Fondato dal monaco Libànos nel V secolo, Debre Libanos è in realtà un villaggio monastico, dominato dalla grande chiesa dedicata al santo monaco Takla Haymanot, mentre i numerosi monaci, diaconi, seminaristi vivono individualmente in piccole capanne. È un luogo venerato dagli etiopi e meta di pellegrinaggi. Graziani pianifica la rappresaglia contro il monastero in modo che avvenga nel momento di massimo afflusso di monaci e pellegrini. Il giorno previsto è il 20 maggio, 12 Ginbot per il calendario etiope, la festa più sacra dell’anno a Debre Libanos. Graziani ordina al generale Maletti: “Passi per le armi tutti i monaci, indistintamente, compreso il vice priore”. In questa sporca strage, l’esercito italiano manda in prima fila gli ascari libici e somali musulmani. Si cerca un luogo non visibile e lo si circonda per impedire che vi siano testimoni. Ma alcuni testimoni ci saranno. Il massacro comincia il 20 maggio e si conclude il 29. Prima sono uccisi i monaci inabili e ammalati. Poi via via tutti gli altri, caricati a gruppi sui camion, portati ai bordi di un precipizio o di fosse comuni e mitragliati. I corpi coperti di terra. I dati ufficiali italiani parlano di 452 uccisi, ma gli studiosi ritengono che siano tra i 1400 e i 2033. Altri saranno uccisi nei mesi seguenti, altri moriranno nei campi di concentramento. La ricostruzione dello storico Borruso è minuziosa. Anche del saccheggio totale del monastero. Anche nel ricordare che nessuno dei responsabili dei crimini fu chiamato a rispondere davanti alla giustizia. Anche del silenzio del mondo missionario italiano.

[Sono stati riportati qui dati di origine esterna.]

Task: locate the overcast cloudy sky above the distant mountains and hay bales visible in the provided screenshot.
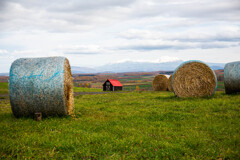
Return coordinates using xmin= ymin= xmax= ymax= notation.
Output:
xmin=0 ymin=0 xmax=240 ymax=72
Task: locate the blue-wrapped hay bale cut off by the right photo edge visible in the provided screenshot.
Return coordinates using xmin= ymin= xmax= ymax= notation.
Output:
xmin=224 ymin=61 xmax=240 ymax=94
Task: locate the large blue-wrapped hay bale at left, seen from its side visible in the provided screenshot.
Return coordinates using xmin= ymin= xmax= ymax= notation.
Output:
xmin=9 ymin=57 xmax=74 ymax=117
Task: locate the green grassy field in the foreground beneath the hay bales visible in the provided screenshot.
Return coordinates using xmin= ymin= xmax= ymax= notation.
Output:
xmin=0 ymin=91 xmax=240 ymax=159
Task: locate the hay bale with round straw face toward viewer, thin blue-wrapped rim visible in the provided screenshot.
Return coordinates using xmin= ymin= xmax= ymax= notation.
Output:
xmin=171 ymin=61 xmax=217 ymax=97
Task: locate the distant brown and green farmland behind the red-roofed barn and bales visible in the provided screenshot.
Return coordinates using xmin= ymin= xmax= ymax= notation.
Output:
xmin=0 ymin=70 xmax=223 ymax=90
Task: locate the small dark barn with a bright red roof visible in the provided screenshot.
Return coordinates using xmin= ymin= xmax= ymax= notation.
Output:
xmin=103 ymin=79 xmax=123 ymax=91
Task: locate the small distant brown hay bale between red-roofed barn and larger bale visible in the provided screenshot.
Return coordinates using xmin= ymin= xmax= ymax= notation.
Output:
xmin=152 ymin=74 xmax=168 ymax=91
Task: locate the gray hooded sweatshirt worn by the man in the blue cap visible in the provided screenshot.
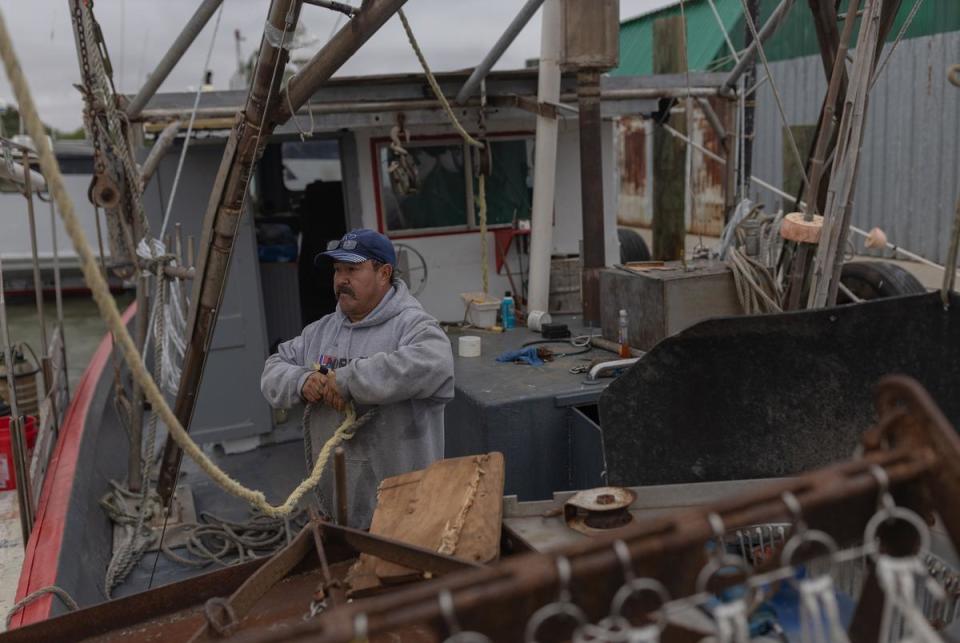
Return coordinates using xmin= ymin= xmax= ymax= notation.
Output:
xmin=260 ymin=281 xmax=453 ymax=528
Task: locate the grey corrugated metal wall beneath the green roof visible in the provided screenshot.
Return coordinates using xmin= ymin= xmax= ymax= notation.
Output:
xmin=753 ymin=32 xmax=960 ymax=262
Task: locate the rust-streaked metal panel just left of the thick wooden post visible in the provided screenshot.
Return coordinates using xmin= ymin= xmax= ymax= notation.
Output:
xmin=617 ymin=116 xmax=653 ymax=228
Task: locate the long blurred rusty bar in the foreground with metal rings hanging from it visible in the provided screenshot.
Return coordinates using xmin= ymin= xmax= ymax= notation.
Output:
xmin=284 ymin=378 xmax=960 ymax=641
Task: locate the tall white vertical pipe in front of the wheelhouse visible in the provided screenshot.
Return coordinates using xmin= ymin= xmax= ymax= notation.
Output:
xmin=527 ymin=0 xmax=563 ymax=311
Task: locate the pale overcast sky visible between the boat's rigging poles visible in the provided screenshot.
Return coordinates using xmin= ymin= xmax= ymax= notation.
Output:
xmin=0 ymin=0 xmax=670 ymax=130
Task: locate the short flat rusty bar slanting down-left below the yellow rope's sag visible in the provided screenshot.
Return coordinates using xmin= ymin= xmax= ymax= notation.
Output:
xmin=184 ymin=525 xmax=313 ymax=643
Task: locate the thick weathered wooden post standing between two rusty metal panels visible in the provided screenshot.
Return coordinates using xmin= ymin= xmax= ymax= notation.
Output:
xmin=653 ymin=16 xmax=687 ymax=261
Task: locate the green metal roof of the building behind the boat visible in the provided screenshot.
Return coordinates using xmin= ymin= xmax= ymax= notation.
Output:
xmin=610 ymin=0 xmax=960 ymax=76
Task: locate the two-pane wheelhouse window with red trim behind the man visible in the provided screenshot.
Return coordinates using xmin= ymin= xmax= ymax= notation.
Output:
xmin=374 ymin=137 xmax=533 ymax=236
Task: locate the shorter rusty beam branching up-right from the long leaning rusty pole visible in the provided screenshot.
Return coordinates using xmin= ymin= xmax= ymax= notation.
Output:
xmin=268 ymin=0 xmax=406 ymax=126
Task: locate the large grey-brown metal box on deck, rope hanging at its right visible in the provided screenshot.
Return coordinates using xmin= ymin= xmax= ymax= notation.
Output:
xmin=600 ymin=261 xmax=743 ymax=350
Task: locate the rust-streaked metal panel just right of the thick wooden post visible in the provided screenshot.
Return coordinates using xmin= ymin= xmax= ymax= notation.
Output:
xmin=686 ymin=98 xmax=728 ymax=237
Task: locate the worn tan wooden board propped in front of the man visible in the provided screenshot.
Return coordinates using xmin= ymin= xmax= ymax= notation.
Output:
xmin=348 ymin=453 xmax=504 ymax=596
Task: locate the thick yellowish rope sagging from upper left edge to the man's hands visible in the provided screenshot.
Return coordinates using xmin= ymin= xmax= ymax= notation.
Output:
xmin=0 ymin=11 xmax=356 ymax=516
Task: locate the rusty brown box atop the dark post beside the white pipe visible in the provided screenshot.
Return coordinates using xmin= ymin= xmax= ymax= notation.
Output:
xmin=560 ymin=0 xmax=620 ymax=70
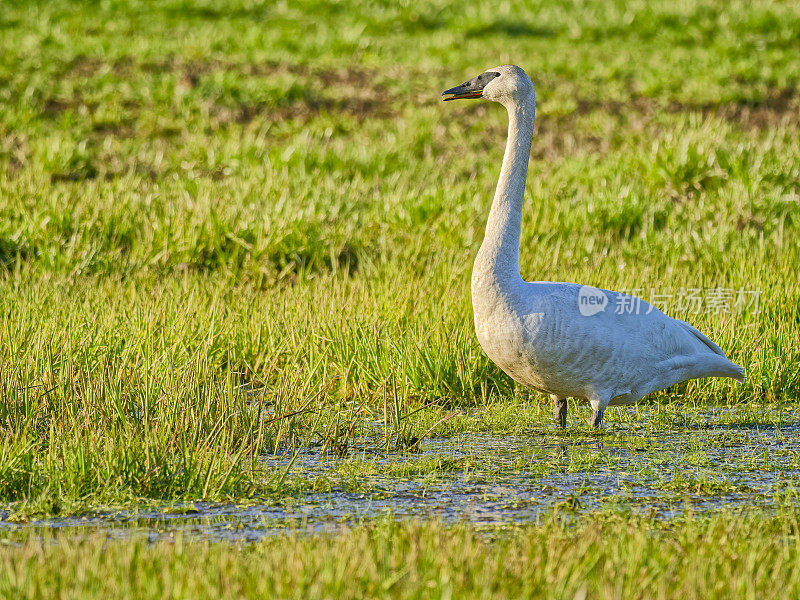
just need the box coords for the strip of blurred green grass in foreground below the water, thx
[0,509,800,599]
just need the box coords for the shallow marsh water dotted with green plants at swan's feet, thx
[0,408,800,540]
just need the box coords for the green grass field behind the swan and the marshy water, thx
[0,2,800,507]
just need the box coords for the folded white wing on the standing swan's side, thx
[529,282,743,395]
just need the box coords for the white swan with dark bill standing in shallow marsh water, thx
[442,65,744,427]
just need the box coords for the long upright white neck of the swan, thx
[472,96,535,294]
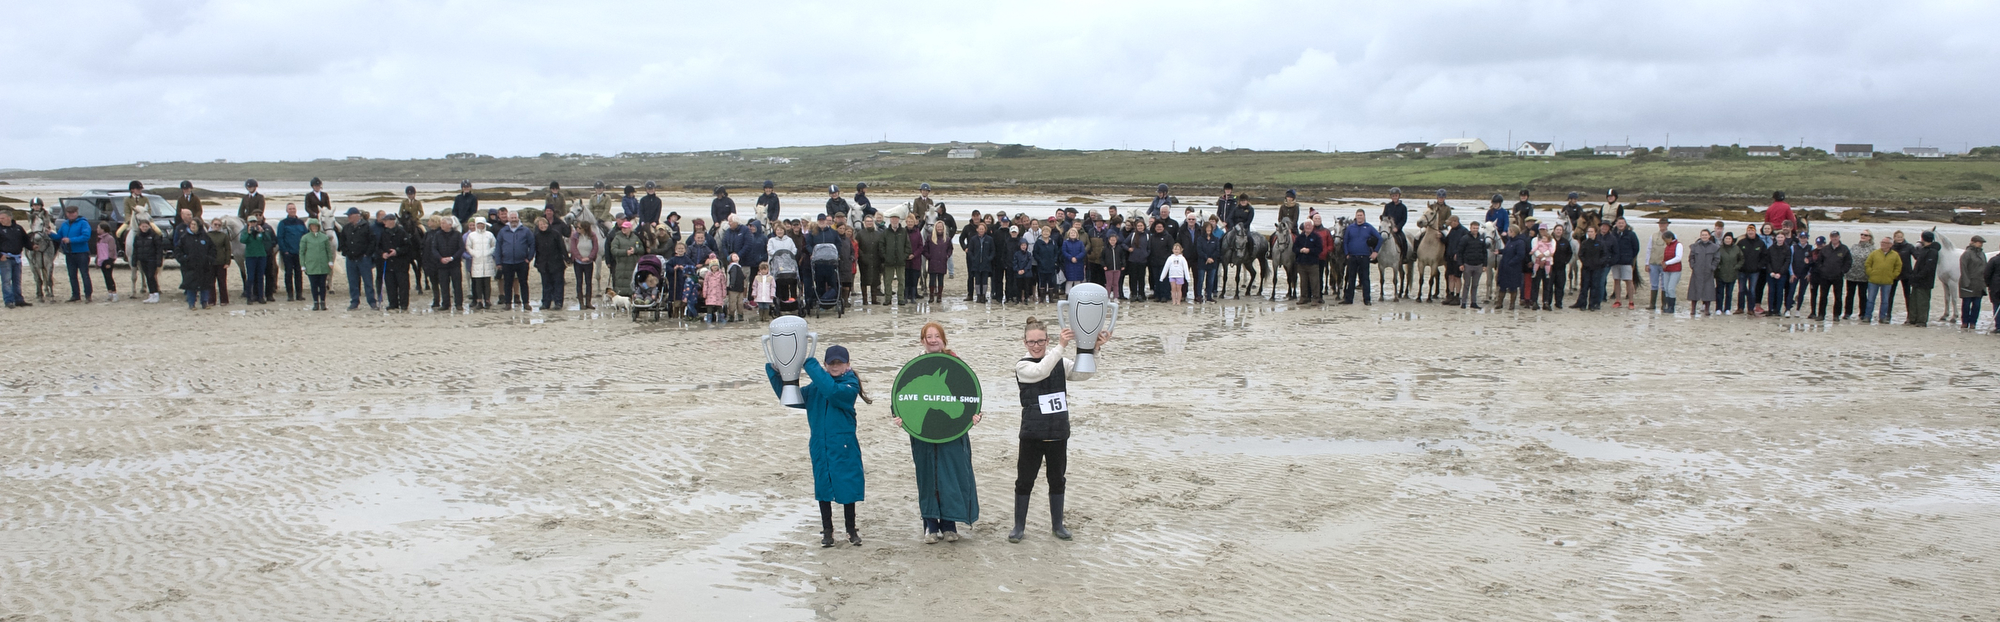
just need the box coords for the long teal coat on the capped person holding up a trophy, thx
[764,358,868,504]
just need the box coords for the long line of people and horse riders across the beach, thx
[0,180,2000,328]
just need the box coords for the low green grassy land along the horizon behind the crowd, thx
[0,142,2000,208]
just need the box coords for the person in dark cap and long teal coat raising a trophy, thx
[764,346,866,548]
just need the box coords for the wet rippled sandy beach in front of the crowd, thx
[0,182,2000,622]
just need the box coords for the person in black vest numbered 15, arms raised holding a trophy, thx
[1006,318,1112,542]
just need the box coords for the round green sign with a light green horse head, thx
[888,352,980,442]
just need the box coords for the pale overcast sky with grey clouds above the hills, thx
[0,0,2000,168]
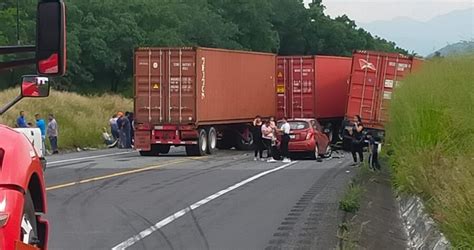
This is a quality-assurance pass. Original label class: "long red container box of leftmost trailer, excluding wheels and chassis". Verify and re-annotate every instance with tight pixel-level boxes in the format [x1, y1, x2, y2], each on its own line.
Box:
[135, 48, 275, 125]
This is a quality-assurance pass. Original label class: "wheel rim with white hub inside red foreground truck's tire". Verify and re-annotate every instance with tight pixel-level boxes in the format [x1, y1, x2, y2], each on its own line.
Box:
[20, 192, 38, 244]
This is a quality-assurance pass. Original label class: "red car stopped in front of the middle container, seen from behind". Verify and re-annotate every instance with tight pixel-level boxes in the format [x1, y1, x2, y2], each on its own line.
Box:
[278, 118, 332, 159]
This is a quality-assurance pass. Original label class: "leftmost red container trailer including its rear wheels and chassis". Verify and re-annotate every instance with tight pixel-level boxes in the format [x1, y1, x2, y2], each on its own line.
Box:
[134, 48, 276, 156]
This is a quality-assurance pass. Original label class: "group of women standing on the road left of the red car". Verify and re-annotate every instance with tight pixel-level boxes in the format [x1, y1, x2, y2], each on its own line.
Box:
[252, 116, 291, 163]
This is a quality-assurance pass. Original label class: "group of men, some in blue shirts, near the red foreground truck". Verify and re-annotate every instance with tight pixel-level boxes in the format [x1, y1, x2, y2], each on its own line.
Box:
[15, 111, 59, 154]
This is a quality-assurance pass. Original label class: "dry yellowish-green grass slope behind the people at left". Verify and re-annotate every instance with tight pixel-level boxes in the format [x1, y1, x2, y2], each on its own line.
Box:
[0, 89, 133, 149]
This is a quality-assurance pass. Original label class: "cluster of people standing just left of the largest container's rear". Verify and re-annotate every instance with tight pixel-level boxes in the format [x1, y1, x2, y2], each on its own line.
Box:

I pochissimi che protestarono furono allontanati, con il consenso del Vaticano.

Ha scritto Andrea Riccardi nella prefazione al libro di Borruso: “C’è stata una corresponsabilità cattolica nel fomentare il disprezzo degli italiani per gli etiopici e la loro Chiesa”. Il razzismo contro gli africani, perdurante tra gli italiani, è fondato anche su quel disprezzo. Quando lo cureremo con la verità? Quando considereremo martiri i duemila monaci cristiani massacrati a Debre Libanos dall’esercito italiano fascista?